Full Answer Section

The lower respiratory tract consists of the trachea, bronchi, bronchioles, alveolar ducts, and alveoli. Structurally, it is dedicated to gas exchange. The trachea and bronchi are cartilaginous tubes that further conduct air into the lungs, branching into smaller bronchioles. The bronchioles eventually lead to the alveoli, tiny air sacs surrounded by a dense network of capillaries. The thin walls of the alveoli and the capillaries facilitate efficient gas exchange.

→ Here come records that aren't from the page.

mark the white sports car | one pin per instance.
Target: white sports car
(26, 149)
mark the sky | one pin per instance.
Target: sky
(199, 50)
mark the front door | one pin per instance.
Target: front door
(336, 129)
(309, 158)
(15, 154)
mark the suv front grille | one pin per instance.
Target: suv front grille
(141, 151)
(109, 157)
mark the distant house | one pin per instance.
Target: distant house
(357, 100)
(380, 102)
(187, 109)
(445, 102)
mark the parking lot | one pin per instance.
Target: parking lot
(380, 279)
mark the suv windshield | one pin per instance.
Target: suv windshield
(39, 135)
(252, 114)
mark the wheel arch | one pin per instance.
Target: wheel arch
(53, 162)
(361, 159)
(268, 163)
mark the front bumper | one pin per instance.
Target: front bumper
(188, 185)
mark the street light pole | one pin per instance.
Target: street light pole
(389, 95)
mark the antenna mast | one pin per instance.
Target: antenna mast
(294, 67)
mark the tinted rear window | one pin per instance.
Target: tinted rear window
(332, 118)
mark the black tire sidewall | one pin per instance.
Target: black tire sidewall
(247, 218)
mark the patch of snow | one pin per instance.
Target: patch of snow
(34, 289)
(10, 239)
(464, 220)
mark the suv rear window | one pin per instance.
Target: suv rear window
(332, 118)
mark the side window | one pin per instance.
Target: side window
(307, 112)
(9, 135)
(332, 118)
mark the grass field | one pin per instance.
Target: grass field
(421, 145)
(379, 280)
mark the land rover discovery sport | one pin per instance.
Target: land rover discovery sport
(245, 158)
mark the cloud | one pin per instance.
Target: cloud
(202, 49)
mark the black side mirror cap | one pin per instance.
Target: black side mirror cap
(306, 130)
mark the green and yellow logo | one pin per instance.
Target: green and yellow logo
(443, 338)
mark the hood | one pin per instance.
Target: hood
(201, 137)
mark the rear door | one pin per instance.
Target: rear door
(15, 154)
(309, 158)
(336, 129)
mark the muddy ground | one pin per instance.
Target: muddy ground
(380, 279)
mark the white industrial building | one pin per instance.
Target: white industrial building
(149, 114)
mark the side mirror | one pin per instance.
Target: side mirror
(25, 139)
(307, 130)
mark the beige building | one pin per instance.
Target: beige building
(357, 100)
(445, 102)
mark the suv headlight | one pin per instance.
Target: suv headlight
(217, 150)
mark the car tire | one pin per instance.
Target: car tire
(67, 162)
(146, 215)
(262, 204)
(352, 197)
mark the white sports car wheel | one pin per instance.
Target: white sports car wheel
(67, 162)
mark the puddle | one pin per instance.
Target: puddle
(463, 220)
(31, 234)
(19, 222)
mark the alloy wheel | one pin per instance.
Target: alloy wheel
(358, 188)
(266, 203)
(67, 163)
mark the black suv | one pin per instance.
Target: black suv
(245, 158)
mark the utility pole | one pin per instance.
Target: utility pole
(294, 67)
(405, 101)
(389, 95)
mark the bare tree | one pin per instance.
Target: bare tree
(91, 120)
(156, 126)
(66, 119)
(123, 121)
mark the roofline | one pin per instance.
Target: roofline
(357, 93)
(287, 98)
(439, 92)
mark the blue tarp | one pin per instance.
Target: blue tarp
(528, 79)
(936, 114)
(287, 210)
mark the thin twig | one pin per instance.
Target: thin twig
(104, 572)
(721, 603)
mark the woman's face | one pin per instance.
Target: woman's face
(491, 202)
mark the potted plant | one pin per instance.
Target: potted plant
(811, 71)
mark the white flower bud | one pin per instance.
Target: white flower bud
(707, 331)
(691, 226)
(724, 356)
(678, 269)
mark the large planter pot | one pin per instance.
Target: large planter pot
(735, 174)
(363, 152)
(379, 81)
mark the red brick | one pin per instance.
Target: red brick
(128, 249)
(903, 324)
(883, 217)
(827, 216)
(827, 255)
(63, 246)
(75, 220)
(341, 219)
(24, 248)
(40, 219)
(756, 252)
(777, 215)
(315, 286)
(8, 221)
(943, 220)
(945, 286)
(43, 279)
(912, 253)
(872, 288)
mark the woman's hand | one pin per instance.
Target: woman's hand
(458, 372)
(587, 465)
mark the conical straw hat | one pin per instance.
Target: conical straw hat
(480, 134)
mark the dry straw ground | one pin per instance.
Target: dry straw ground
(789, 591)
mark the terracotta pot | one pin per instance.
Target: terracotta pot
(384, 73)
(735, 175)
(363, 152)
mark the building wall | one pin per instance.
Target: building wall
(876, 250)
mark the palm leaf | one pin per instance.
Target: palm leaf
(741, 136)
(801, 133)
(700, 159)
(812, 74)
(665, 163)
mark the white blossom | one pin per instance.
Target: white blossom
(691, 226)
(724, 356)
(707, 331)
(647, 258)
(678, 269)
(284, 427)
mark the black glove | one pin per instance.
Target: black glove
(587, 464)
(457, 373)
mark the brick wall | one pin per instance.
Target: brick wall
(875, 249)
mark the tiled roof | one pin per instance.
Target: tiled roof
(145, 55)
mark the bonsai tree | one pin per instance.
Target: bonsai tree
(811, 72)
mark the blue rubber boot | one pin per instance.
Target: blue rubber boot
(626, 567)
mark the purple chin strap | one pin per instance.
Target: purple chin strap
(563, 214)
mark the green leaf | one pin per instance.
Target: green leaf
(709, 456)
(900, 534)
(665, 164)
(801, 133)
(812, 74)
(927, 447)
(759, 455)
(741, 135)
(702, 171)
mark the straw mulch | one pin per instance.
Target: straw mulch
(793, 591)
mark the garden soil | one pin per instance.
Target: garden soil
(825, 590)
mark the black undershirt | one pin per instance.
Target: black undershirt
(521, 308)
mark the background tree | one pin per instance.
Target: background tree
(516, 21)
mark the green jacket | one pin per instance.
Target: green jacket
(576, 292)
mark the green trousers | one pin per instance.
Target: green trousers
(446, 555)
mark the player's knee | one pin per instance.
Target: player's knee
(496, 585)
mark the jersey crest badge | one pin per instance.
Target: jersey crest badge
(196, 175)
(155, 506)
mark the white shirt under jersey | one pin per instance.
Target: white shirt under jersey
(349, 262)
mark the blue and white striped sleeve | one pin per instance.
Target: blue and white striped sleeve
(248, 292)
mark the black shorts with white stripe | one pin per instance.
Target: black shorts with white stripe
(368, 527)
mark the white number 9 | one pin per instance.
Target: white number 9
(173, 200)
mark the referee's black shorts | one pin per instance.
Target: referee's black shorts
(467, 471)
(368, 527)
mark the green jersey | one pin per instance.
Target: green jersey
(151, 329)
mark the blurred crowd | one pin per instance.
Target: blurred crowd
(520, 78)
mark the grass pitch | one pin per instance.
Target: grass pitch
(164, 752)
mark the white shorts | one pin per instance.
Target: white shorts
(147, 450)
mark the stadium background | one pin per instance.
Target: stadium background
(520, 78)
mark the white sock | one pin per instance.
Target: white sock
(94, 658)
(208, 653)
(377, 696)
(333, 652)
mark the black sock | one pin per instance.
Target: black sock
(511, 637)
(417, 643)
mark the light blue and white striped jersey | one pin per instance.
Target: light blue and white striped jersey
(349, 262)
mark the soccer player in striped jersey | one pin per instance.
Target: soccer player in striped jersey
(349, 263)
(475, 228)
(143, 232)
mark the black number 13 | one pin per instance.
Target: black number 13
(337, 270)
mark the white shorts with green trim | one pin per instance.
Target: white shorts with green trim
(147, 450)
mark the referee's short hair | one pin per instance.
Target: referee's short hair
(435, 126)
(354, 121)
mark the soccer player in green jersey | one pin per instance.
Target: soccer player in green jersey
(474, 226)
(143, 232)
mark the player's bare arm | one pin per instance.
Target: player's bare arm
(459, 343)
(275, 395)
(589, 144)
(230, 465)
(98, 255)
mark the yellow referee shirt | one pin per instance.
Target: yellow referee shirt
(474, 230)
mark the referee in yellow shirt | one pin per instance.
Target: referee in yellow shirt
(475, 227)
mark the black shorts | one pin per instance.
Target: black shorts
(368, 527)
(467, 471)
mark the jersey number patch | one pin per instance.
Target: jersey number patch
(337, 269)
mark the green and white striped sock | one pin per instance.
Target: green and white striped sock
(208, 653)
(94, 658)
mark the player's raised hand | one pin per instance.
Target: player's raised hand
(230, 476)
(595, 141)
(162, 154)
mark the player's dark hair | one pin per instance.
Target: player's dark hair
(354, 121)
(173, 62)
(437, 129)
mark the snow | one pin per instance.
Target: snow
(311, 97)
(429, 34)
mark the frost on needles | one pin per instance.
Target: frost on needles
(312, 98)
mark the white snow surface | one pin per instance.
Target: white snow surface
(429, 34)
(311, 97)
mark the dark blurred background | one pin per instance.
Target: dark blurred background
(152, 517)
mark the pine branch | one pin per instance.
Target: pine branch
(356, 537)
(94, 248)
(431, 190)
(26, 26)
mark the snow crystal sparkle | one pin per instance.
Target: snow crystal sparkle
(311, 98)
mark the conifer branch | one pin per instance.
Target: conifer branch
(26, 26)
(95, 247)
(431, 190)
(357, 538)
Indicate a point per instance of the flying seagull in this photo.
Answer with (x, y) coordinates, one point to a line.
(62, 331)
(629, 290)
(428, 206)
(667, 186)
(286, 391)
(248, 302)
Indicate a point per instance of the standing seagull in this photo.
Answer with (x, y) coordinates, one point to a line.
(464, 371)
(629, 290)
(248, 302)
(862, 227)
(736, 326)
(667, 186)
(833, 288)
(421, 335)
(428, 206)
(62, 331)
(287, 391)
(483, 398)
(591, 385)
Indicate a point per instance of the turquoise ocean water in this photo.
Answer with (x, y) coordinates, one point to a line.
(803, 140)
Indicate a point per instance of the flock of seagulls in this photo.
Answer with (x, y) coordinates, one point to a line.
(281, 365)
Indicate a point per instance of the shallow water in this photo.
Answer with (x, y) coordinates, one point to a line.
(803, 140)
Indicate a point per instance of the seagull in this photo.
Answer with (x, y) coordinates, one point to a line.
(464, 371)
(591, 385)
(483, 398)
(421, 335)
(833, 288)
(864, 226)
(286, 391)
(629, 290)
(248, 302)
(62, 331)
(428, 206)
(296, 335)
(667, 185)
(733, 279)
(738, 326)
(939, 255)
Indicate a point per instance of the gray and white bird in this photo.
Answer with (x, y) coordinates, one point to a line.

The sentence, “Both internal and external respiration depends on diffusion,” highlights a fundamental principle of gas exchange. External respiration, the exchange of gases between the lungs and the blood, occurs in the alveoli. Oxygen (O2) inhaled into the alveoli has a higher partial pressure than in the deoxygenated blood within the surrounding capillaries. This pressure gradient drives the oxygen to diffuse across the thin alveolar and capillary walls into the bloodstream, where it binds to hemoglobin in red blood cells. Simultaneously, carbon dioxide (CO2), a waste product of cellular metabolism, has a higher partial pressure in the blood within the capillaries than in the alveoli. Consequently, CO2 diffuses from the blood into the alveoli to be exhaled.

Internal respiration, the exchange of gases between the blood and the body’s tissues, also relies on diffusion. Oxygenated blood, now rich in oxygen, travels through the capillaries to the tissues where cellular respiration has consumed oxygen, resulting in a lower partial pressure of oxygen in the tissue fluid. This gradient causes oxygen to diffuse out of the capillaries and into the tissue cells. Conversely, the metabolic activity of tissue cells produces CO2, leading to a higher partial pressure of CO2 in the tissue fluid compared to the blood in the capillaries. Therefore, CO2 diffuses from the tissues into the capillaries to be transported back to the lungs for elimination. In both processes, the movement of oxygen and CO2 is passive, driven by the concentration gradients across the thin membranes of the alveoli and tissue capillaries.